Cosa serve quando "c'è bisogno", un racconto di Lucia 26 Gen

Scritto da  comunicazione

Un po' di numeri sull'emergenza neve appena trascorsa:

60 volontari, 5 mezzi, 22 accompagnamenti per terapie sanitarie obbligatorie, 56 interventi in emergenza, 15 consegne di generi di prima necessità, 42 servizi di taxi farmaco, 60.000 kg di sale, 2968 chiamate e 60 ore di conversazione, 765 messaggi privati e 379 commenti su questa pagina facebook, 24.000 accessi unici al nostro sito.
E poi, oltre i numeri, ci siamo noi. C’è la stanchezza, ci sono le divise ad asciugare sui termosifoni, c’è qualcuno che canta le canzoni di Frozen mentre nevica e qualcun altro che dorme tra un turno e un altro. 
Ci sono i volontari che hanno lasciato il lavoro per qualche ora e quelli che hanno chiuso i libri per qualche giorno. Ci sono incomprensioni ma anche risate, c’è qualche lite ma anche tanti abbracci. Ci sono i ragazzi del gruppo giovani che provano le mille emozioni della prima emergenza. E poi ci sono i figli dei volontari che si addormentano solo quando torna il papà a casa e ci sono i figli dei volontari che hanno imparato a dire “OK ricevuto” alla radio, anche se ancora hanno solo 5 anni.
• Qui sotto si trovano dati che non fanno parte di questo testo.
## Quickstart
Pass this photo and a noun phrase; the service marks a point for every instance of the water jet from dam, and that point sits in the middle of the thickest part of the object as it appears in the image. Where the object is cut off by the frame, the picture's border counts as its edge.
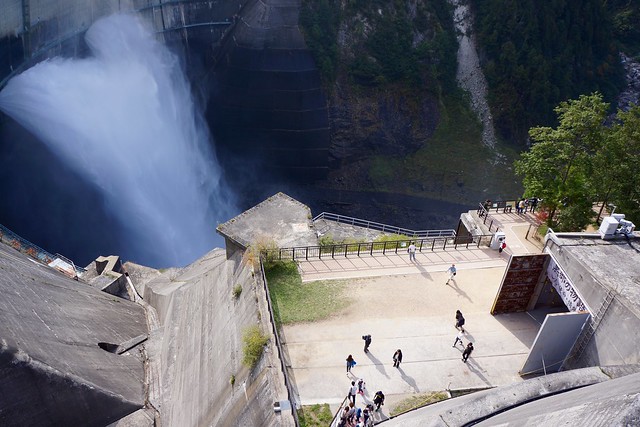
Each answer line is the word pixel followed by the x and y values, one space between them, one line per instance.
pixel 124 120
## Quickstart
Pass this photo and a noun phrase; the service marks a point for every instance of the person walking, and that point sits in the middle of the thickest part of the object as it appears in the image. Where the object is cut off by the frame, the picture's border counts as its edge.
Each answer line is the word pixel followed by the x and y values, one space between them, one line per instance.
pixel 378 399
pixel 459 320
pixel 459 338
pixel 467 352
pixel 534 204
pixel 397 358
pixel 412 252
pixel 350 363
pixel 367 342
pixel 353 390
pixel 452 272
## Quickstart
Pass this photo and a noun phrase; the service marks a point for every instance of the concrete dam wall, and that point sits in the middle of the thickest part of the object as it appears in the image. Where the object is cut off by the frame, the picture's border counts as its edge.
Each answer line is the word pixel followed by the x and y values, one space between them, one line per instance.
pixel 196 372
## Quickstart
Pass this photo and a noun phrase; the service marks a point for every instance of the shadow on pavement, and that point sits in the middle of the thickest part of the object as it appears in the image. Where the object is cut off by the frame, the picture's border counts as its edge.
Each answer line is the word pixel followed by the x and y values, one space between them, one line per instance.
pixel 409 380
pixel 456 288
pixel 423 271
pixel 475 368
pixel 378 364
pixel 520 325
Un racconto di Lucia Baiunco sull’emergenza di queste settimane:

“C’è bisogno” di sale, ma senza mani che lo spargono non abbiamo cosa farcene!
“C’è bisogno” di sollevare dei grossi rami fatti cadere dal peso della neve, ma senza braccia è impossibile!
“C’è bisogno” di portare le medicine e il cibo ad un anziana che è rimasta bloccata in casa!
Ad un certo punto c’è stato anche il bisogno di riposarsi un po’ e ciò che resta di questa emergenza è l’immagine di due ragazzini: Paolo e Angelo, che sono rimasti con noi per tutto il tempo dell’emergenza, vigili e svegli in sala operativa, bravi a rispondere come noi “grandi”. Simone, Giuliano e Federico che non si sono allontanati un attimo: hanno fatto compagnia ai volontari più grandi per accompagnare gli anziani a casa dai figli o per andare a comprare le medicine e il cibo.
Resta la vocina tremante di Samuele che parla per la prima volta via radio.
E Agnese che ha fatto da mamma e guida a tutti loro, insegnando loro il senso di responsabilità nell’unico modo possibile: essendo responsabile!
La più piccola di tutti loro è Tiziana, ha cinque anni. Durante questa emergenza ha chiesto un paio di scarponi per fare quello che fanno Simone, Giuliano e Federico e anche lei ha pronunciato il suo primo “OK RICEVUTO” in radio. Si sveglia al mattino e, se c’è la neve anziché desiderare di fare un pupazzo di neve, dice “alziamoci che sicuramente in sede C’E’ BISOGNO”.

Penso che un ringraziamento particolare va ai genitori di questi ragazzini. Grazie perché si fidano di noi, della nostra struttura in cui i loro figli trascorrono intere giornate educati alla cultura della prevenzione, che è l’unica cosa che può formare dei “cittadini attivi”.

Grazie a loro che sperano nella chiusura delle scuole per trascorrere più tempo ad aiutare se C’E’ BISOGNO.